For the third time this year, a federal court has upheld the legality of the land-into-trust process.

On Thursday, the 10th Circuit Court of Appeals rejected a challenge from the state of Utah. Officials argued that the Indian Reorganization Act of 1934, the law that authorized the land-into-trust process, was a violation of the U.S. Constitution.

The judges of the court disagreed. In the unanimous decision, they said the state failed to make its case that the IRA is an unconstitutional delegation of power to the Interior Department.

"We have previously acknowledged the statute itself places limits on the Secretary's discretion," Judge Mary Beck Briscoe wrote for the majority, citing a 10th Circuit case from 1999. The IRA's "legislative history identifies goals of 'rehabilitating the Indian's economic life' and 'developing the initiative destroyed by . . . oppression and paternalism' of the prior allotment policy," Briscoe added.

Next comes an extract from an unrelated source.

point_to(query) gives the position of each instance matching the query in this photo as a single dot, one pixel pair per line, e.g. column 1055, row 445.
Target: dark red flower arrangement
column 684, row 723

With the ruling, the 10th Circuit joins the 8th Circuit and the 1st Circuit this year in rejecting constitutional challenges to the land-into-trust process. Although the U.S. Supreme Court hasn't ruled directly on this issue, Bureau of Indian Affairs hope their legal battles are over.

At a recent conference in Las Vegas, George Skibine, the BIA official in charge of gaming, said "we hope these sort of challenges will be put to rest" now that numerous circuit courts have ruled in the government's favor.

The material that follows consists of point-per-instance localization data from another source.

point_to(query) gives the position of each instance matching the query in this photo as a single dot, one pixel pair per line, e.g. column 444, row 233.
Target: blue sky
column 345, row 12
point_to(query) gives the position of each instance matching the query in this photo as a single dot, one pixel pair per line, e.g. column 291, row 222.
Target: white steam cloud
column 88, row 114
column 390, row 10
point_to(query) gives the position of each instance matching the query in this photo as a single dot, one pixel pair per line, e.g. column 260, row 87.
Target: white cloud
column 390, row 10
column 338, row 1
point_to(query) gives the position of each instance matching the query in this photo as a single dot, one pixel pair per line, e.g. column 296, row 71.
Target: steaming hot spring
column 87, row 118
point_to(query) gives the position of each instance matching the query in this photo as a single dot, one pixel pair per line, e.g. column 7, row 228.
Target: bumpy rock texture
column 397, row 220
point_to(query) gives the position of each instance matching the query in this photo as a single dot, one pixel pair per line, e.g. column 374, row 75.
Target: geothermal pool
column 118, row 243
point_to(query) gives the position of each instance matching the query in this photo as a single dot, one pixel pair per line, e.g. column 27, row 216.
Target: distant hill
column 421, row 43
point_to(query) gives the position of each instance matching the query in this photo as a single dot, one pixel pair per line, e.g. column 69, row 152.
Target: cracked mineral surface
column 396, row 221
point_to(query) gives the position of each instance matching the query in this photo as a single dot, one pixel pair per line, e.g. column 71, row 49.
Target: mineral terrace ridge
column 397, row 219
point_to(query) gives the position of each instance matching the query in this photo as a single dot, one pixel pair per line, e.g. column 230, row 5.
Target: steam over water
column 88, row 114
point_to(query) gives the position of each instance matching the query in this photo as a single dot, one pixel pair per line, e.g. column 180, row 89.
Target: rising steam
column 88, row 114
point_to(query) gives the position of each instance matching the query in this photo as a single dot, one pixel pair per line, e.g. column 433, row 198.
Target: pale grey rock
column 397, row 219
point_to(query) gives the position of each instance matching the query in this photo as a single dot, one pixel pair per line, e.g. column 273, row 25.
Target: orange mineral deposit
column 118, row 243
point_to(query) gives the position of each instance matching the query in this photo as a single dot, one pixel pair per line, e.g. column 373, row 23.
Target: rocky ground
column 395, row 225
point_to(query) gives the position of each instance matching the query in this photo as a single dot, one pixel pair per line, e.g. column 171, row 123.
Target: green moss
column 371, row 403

Despite the victories, tribal leaders say land-into-trust decisions face lengthy delays at the BIA due to controversy over Indian gaming. "There seems to be a fear within [Skibine's] office that there may be a floodgate coming down," said Deron Marquez, the chairman of the San Manuel Band of Mission Indians in California, at the Las Vegas conference.

Bush administration officials have denied any attempts to purposely delay or derail the process. "There is no moratorium on land-into-trust," Jim Cason, the associate deputy secretary at Interior, flatly said at the National Congress of American Indians conference last week.

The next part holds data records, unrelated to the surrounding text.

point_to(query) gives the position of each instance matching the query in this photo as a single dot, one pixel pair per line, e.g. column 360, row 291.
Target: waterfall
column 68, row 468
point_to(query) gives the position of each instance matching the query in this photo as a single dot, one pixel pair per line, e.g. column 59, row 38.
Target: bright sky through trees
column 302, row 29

Cason said the BIA divides land-into-trust applications into five "buckets" depending on the location of the land and its proposed use. The first four buckets, he said, are for non-gaming acquisitions: tribal on-reservation, tribal off-reservation, individual on-resevation and individual off-reservation.

The fifth bucket, he said, is for all gaming-related applications. These decisions are made by the central office in Washington, D.C.

According to Skibine, the Bush administration has made 15 land-into-trust for gaming decisions since 2001. An additional nine decisions are pending at the BIA, he said in Las Vegas.

The application at issue in yesterday's ruling was from 1995 and did not involve gaming. The BIA agreed to acquire two parcels of off-reservation land totaling about 25 acres for the Shivwits Band of Paiute Indians of Utah. The two parcels are located along a major interstate.

The tribe developed the land by placing billboards on the parcels. State and local officials tried to halt development, saying the billboards violated state and federal law but this argument was rejected by the 10th Circuit.

One of the judges on the panel, however, wrote separately to say that the federal Highway Beautification Act, which mentions billboards placed by interstates, applies to Indian Country and that the BIA has to enforce it. The other judges didn't address whether the law applies to Indian lands because they said the state failed to raise the issue of BIA enforcement on appeal.